リリース済み: Android 11(API レベル 30)
すべてのデバイスで必須: まだ必須ではない

Android デバイスは、システムの負荷に応じて動的にクロックを変更できます。この動作は、使用時の電力の節約には適していますが、信頼できるパフォーマンス データを取得しにくくなる可能性があります。回帰を防ぐためにはコード フラグメントをどのくらいの速さで実行すればよいかや、最適化が繰り返し可能かどうかを判断する場合には、固定クロック速度でテストしないと、信頼できる結果を得ることができません。固定クロックを使用すると、要因である CPU 周波数を変更することなく、パフォーマンスの正確な A/B テストを実行できます。

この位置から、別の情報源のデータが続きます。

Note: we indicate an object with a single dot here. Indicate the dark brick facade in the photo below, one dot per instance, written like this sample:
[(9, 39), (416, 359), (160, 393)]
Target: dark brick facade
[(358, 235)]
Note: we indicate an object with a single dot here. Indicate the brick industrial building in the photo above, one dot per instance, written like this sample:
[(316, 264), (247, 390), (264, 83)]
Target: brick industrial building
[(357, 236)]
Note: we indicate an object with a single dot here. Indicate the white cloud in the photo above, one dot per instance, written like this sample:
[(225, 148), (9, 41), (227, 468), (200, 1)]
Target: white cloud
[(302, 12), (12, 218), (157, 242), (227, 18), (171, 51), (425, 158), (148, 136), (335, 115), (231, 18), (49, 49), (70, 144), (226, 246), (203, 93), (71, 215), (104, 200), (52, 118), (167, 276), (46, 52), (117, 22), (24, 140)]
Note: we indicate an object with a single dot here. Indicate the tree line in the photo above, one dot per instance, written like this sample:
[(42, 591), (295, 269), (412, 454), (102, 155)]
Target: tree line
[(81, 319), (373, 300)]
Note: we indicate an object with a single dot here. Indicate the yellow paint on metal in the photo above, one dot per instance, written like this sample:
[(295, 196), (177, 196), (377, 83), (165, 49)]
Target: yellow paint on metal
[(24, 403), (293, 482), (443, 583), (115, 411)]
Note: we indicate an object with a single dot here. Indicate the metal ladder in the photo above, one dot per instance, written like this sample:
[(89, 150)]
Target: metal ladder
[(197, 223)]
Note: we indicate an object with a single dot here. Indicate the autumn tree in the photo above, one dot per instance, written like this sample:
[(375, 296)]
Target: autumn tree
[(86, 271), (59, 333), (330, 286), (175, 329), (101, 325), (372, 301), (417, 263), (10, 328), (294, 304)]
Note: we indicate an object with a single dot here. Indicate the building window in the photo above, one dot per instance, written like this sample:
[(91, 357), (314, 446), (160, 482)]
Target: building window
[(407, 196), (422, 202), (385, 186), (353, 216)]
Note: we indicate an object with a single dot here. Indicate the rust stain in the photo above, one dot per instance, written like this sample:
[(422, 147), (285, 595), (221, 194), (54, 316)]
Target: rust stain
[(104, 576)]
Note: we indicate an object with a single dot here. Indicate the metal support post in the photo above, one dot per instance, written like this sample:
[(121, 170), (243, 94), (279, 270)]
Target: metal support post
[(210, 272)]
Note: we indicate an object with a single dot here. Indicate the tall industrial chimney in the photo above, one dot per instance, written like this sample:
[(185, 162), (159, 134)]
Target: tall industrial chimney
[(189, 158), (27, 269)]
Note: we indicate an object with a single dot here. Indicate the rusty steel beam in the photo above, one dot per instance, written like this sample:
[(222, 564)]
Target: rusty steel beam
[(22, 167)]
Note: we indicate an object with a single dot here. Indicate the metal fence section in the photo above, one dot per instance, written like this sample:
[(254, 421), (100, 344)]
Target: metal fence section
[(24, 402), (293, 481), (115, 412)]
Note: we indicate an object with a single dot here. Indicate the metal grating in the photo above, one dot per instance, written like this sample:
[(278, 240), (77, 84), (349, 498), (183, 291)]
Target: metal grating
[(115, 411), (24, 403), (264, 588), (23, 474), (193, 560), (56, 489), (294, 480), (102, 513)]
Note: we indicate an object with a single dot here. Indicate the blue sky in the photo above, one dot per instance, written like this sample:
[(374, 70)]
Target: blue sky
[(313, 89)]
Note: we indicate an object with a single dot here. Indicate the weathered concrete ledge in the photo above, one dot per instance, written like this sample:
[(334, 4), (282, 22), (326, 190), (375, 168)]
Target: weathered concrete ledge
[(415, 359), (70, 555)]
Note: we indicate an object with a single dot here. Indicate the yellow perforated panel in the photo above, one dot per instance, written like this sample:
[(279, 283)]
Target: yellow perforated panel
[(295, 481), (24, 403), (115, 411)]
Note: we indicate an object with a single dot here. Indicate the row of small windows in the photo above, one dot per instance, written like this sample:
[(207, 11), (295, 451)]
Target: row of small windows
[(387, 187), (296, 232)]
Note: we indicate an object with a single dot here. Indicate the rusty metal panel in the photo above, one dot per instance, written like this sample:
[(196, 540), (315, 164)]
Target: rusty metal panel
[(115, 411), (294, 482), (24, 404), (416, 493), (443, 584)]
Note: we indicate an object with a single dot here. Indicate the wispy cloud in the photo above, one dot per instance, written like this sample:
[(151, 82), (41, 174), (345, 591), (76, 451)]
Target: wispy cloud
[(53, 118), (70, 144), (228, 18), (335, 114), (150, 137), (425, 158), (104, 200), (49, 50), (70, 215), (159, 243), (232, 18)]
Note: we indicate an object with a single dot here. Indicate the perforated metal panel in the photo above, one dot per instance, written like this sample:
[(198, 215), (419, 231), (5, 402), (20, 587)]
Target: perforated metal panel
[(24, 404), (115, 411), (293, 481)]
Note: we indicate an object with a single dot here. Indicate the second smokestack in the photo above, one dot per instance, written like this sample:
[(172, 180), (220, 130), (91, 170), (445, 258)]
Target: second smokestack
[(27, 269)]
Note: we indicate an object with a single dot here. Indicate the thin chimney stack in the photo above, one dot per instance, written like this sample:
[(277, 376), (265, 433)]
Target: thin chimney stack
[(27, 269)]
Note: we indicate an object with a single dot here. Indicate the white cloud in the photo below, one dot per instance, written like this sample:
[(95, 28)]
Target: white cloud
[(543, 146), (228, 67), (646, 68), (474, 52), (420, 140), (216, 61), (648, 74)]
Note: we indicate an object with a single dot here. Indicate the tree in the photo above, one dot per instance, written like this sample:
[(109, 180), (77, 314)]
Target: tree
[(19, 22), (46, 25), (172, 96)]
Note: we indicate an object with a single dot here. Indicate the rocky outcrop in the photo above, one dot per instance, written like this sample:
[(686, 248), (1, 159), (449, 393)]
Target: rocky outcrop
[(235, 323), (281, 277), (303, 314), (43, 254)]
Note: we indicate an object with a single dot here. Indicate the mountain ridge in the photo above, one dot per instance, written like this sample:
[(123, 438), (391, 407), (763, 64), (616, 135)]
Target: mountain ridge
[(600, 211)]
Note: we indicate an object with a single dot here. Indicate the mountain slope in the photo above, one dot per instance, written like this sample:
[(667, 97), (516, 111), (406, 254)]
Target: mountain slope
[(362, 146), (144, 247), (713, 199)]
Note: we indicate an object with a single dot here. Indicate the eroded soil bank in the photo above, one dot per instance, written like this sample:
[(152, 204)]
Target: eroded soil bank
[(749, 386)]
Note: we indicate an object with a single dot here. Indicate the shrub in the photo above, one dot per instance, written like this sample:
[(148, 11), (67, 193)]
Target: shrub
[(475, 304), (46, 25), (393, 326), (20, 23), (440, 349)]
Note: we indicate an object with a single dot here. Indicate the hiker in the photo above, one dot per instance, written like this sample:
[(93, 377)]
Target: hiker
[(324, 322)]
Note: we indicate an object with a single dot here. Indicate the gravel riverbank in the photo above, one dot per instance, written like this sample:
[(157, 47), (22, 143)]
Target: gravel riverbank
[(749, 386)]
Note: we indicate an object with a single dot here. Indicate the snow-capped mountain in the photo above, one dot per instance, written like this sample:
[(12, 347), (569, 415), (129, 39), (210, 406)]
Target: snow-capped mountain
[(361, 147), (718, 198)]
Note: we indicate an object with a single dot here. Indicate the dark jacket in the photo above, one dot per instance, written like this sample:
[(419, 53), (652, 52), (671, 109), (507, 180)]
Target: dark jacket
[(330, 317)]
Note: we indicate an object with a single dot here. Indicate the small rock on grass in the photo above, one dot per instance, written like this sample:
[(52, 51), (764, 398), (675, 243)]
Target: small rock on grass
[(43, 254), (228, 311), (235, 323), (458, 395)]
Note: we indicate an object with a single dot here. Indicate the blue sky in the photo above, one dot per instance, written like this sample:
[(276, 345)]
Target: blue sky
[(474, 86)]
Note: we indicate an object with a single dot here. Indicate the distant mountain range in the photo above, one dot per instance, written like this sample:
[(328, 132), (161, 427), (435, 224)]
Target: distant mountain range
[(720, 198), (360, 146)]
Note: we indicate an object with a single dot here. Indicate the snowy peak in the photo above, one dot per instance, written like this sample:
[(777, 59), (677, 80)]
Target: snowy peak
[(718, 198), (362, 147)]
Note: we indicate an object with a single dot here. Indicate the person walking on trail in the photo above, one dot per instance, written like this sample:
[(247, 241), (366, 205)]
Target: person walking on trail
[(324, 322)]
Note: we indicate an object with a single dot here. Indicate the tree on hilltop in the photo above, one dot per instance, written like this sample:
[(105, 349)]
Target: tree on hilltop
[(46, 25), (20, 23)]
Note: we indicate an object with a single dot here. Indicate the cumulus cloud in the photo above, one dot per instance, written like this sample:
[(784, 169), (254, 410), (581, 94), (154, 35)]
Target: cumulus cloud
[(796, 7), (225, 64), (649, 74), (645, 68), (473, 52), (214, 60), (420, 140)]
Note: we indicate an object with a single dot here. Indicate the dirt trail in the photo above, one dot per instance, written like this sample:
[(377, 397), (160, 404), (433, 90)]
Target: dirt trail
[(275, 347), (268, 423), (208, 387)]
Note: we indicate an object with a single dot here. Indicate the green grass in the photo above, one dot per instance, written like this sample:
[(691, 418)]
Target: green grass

固定パフォーマンス モードは、上限と下限での CPU クロックと GPU クロックを設定します。このモードを使用しても、コアの選択など、その他の動的なパフォーマンス動作が無効になることはありません。

固定パフォーマンス モードを有効にするには、以下の adb コマンドを使用します。

adb shell cmd power set-fixed-performance-mode-enabled [true|false]

このモードはデバイスを温度的に持続可能な状態にするものではないため、固定パフォーマンス モードで実行しているデバイスでも過熱状態になることがあります。このため、ベンチマークを実行する場合は以下のことをおすすめします。

  • デバイスが温度的に持続可能な状態に戻るまで待ってから、実行を開始します。

  • テスト中にデバイスの温度状態をモニタリングし、ベンチマーク コードと温度イベントとの影響の違いを確認します。

サンプルアプリ

ADPF のサンプルアプリは、ADPF API の基本的な使用例を示しています。このサンプルアプリは、ADPF の getThermalHeadroom API と thermal status API を使用して、デバイスの温度ステータスを表示します。また、レンダリング スレッドのパフォーマンスを制御するために、API のヒントと PerformanceHintManager API に基づいてワークロードを動的に変更します。